The worried highlight a pattern: MaxScale went from GPLv2 to BSL in 2016, then to a pure commercial license in 2025. Galera is following the same path. Which component will be next?
The optimists are betting on the MariaDB Foundation to maintain an alternative. The Foundation, which employs about twenty people and focuses on the community server, could theoretically fork the Galera code as it existed under GPLv2.
The realists note that maintaining a synchronous replication system as complex as Galera requires very specialized expertise and considerable resources. A community fork without funding would be hard to sustain.
Alternatives on the Table
Faced with this situation, several paths are available to users:
1. Stay on MariaDB 11.4 with Community Galera
This is the short-term solution. MariaDB 11.4 LTS will be maintained until 2029. That leaves three years to plan what comes next.
2. Migrate to Asynchronous Replication
MariaDB / MySQL semi-synchronous replication offers an acceptable compromise for many use cases. Paired with a proxy like MaxScale or ProxySQL, it enables automatic failover. But it does not guarantee the multi-node consistency that Galera provided.
3. Explore Percona XtraDB Cluster
Percona continues to offer a Galera solution under an open-source license for MySQL. However, the question arises: without Codership maintaining the underlying library, how long can Percona sustain its own integration?
4. Move to MariaDB Enterprise Edition
This is obviously the option MariaDB plc hopes users will adopt. The license cost must be weighed against the cost of a complete architecture migration.
5. Consider PostgreSQL
For new architectures, PostgreSQL with its clustering solutions (Patroni, Citus, or native logical replication) represents a credible alternative, albeit one with a different philosophy.
The Real Debate: Open-Source Sustainability
Beyond the Galera case, this decision reignites a fundamental debate. How do you fund the long-term development of complex open-source software?
The Open Core model — a free core surrounded by commercial features — is the dominant model. Redis, MongoDB, and Elasticsearch have all adopted it in various forms. MariaDB is simply following this trend.
But there is a crucial difference: Redis changed the rules of the game from the start with new features. MariaDB is removing a feature that has been free for over fifteen years. That is the difference between never giving something away and taking back what was given.

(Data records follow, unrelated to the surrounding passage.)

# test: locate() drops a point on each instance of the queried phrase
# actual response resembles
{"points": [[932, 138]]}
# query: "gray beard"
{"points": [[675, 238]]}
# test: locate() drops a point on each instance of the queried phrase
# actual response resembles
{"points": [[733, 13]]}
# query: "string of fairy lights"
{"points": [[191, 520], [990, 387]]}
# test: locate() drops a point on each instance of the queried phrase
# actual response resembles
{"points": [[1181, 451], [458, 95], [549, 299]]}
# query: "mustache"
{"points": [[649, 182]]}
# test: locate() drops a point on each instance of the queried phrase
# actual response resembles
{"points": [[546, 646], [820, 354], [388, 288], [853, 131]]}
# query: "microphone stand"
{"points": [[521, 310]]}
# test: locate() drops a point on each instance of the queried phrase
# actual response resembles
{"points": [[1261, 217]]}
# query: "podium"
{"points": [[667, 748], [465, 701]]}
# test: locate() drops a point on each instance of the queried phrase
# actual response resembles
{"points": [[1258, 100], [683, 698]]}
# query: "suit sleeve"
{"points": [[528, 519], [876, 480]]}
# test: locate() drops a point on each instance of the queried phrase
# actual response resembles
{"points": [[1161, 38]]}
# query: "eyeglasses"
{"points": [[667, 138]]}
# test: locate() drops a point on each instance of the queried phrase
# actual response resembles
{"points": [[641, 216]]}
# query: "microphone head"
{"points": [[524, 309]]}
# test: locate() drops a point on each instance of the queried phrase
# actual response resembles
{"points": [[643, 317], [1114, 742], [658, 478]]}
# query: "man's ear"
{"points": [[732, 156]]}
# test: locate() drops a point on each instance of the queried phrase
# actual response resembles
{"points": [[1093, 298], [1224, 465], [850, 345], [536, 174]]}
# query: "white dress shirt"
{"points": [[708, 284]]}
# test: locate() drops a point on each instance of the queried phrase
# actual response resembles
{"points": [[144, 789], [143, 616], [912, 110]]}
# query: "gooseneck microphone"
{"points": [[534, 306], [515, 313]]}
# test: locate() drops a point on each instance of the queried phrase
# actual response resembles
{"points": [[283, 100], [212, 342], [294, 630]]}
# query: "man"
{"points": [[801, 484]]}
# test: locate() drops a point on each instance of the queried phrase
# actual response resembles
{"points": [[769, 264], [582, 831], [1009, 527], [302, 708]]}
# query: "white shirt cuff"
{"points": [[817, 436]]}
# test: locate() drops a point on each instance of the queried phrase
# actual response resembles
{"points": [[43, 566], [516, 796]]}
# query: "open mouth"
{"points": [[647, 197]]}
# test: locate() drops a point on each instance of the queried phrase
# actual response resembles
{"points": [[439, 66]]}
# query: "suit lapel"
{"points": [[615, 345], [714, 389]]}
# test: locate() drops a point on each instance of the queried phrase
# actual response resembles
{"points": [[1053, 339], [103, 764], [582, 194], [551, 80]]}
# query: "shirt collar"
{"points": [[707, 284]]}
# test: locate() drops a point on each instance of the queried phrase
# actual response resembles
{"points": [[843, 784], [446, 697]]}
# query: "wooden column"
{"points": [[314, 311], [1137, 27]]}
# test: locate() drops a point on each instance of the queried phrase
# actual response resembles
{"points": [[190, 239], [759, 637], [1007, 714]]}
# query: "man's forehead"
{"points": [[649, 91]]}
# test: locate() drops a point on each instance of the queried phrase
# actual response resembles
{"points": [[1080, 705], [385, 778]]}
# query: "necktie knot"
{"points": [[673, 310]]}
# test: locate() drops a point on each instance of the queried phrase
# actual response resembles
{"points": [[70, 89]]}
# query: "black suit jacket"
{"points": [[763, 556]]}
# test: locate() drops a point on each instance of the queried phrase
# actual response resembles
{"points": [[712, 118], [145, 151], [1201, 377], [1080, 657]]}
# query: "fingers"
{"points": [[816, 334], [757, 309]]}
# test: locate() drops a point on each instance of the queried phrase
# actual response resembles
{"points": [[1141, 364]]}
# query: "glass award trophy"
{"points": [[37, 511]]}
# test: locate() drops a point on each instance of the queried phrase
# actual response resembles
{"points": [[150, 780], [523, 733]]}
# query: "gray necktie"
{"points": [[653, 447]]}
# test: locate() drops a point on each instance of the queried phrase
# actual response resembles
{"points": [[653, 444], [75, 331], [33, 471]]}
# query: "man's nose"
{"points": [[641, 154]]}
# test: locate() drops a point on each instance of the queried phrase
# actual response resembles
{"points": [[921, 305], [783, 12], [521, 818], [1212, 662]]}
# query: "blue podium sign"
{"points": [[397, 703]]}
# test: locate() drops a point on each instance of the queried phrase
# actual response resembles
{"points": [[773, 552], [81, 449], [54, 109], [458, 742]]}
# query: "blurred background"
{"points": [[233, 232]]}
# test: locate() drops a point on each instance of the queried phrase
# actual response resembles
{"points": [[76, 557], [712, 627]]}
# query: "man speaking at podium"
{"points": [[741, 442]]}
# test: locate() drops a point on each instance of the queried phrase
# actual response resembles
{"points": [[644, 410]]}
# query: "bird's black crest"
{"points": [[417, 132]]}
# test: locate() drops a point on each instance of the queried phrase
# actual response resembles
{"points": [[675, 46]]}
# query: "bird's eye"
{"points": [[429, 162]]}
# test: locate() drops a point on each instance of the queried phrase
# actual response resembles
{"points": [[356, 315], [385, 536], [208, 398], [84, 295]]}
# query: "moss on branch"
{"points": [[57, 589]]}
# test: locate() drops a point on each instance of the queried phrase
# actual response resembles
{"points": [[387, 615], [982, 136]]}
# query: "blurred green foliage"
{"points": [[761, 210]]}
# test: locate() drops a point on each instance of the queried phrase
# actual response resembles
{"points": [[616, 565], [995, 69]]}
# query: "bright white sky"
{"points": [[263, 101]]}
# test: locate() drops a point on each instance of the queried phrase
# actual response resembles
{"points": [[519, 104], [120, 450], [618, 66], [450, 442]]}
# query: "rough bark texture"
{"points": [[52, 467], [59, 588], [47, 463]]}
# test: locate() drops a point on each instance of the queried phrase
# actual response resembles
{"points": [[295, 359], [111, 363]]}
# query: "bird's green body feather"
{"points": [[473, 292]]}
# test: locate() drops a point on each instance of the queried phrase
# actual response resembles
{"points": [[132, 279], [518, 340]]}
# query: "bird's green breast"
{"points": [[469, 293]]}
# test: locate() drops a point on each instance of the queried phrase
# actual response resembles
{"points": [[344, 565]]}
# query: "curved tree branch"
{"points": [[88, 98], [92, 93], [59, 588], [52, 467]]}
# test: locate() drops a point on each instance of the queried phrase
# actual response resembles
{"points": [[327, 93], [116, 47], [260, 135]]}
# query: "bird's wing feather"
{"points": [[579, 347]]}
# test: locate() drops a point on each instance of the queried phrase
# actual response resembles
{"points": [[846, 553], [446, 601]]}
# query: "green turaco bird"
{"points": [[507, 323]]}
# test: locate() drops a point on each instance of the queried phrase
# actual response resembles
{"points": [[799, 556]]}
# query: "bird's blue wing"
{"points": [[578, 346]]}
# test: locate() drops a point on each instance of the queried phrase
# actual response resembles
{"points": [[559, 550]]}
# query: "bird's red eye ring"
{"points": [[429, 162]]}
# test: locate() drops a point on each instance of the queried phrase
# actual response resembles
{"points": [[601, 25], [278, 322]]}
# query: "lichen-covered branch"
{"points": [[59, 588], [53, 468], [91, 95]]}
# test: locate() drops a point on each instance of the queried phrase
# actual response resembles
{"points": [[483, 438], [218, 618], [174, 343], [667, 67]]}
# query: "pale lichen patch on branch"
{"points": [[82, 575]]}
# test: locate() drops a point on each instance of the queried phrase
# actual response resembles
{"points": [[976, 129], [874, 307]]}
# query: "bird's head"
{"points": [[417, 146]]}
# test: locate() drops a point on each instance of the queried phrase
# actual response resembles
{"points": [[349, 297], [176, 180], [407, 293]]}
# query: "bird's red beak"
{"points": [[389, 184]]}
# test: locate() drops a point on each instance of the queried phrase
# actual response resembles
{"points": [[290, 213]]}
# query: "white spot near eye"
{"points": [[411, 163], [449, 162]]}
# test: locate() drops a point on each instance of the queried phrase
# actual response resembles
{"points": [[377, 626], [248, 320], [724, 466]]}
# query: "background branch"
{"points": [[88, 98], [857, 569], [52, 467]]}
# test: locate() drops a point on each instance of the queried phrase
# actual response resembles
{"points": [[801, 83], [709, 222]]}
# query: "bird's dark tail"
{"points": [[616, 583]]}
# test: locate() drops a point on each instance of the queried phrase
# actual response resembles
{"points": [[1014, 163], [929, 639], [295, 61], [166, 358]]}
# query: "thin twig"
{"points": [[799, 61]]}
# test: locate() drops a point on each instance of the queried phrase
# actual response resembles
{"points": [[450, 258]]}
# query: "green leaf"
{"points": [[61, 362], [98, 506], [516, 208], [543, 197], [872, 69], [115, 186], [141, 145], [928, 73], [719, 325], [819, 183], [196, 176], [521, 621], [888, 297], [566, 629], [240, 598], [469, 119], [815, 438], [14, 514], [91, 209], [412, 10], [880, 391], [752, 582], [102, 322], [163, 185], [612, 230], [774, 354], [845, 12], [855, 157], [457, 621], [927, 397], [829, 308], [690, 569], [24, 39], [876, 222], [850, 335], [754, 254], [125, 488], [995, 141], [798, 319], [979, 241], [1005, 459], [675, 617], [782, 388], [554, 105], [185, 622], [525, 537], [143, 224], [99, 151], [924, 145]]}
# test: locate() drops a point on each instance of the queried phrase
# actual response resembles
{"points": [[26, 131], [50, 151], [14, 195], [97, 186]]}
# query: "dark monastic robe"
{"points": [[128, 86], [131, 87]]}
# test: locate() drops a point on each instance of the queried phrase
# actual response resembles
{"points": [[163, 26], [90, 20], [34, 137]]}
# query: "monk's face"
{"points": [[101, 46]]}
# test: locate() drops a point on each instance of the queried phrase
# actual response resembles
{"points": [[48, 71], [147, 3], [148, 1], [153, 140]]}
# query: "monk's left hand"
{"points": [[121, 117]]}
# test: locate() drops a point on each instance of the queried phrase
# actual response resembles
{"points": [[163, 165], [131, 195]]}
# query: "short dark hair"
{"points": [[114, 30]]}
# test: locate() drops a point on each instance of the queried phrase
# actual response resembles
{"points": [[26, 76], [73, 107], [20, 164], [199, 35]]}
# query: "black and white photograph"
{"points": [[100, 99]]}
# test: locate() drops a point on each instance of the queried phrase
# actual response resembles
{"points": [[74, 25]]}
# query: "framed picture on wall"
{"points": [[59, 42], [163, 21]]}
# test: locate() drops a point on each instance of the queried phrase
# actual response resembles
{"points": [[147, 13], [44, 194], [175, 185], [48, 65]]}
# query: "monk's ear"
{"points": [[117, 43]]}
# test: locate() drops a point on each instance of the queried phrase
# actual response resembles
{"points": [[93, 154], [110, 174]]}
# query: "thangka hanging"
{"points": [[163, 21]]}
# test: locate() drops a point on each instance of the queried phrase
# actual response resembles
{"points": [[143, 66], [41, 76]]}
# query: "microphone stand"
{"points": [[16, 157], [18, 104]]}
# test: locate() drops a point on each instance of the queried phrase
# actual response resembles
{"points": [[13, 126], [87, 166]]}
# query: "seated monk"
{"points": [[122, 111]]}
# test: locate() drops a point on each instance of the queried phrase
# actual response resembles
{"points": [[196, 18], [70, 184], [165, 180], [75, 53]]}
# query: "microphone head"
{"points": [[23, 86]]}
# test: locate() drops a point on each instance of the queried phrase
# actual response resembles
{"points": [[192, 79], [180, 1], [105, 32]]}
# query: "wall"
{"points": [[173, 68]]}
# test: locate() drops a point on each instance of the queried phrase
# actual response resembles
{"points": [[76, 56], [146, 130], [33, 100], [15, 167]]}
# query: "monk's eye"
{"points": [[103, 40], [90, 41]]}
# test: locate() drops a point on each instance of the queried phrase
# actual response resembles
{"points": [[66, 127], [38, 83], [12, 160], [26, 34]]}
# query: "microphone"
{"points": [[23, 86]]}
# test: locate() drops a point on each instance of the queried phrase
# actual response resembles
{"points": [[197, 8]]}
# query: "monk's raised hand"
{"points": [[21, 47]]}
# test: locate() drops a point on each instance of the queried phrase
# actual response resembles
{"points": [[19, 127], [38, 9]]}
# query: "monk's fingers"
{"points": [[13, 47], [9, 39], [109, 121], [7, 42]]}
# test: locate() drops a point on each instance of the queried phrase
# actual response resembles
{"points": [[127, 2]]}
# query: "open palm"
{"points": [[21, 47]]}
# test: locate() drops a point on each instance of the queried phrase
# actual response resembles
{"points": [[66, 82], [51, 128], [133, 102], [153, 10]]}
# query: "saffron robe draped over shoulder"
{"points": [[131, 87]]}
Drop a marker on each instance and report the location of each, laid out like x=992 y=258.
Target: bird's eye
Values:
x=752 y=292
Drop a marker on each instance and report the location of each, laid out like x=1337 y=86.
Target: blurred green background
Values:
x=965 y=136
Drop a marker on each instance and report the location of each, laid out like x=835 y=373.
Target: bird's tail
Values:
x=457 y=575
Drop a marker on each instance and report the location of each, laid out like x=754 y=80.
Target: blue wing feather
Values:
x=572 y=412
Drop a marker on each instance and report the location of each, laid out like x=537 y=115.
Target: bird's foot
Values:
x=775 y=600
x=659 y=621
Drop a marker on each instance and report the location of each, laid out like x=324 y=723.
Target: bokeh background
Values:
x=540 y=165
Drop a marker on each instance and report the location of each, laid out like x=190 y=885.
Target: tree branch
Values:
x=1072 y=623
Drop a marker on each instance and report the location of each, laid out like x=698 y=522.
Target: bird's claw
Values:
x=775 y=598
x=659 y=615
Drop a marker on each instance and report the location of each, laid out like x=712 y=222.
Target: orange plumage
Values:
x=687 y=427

Trust is at the heart of the open-source ecosystem. When a company removes a feature from the community edition, it sends a signal to all users: "what you use for free today could become paid tomorrow." This signal pushes architects to favor alternatives governed by foundations (like PostgreSQL via the PGDG) rather than commercial companies.
What This Means for DBAs
If you are a DBA managing Galera clusters in production, here is my advice:
- Don't panic. Your MariaDB 11.4 clusters work and will continue to work.
- Document your Galera dependency. Which use cases truly require synchronous multi-master replication?
- Evaluate alternatives. For each use case, could semi-synchronous replication with automatic failover be sufficient?
- Plan ahead. Three years is a long time, but a database migration takes time. Start the evaluation now.
Conclusion
Galera has gone away is not an error message. It is a change of era. The end of a model where the most advanced clustering technology in the MariaDB / MySQL ecosystem was accessible to everyone.
It is not the end of MariaDB, nor the end of Galera. It is the end of a certain idea of what "open-source" means in the context of enterprise databases. And it is a lesson for the entire community: when it comes to open-source, the only guarantee is the license. Read it, understand it, and plan accordingly.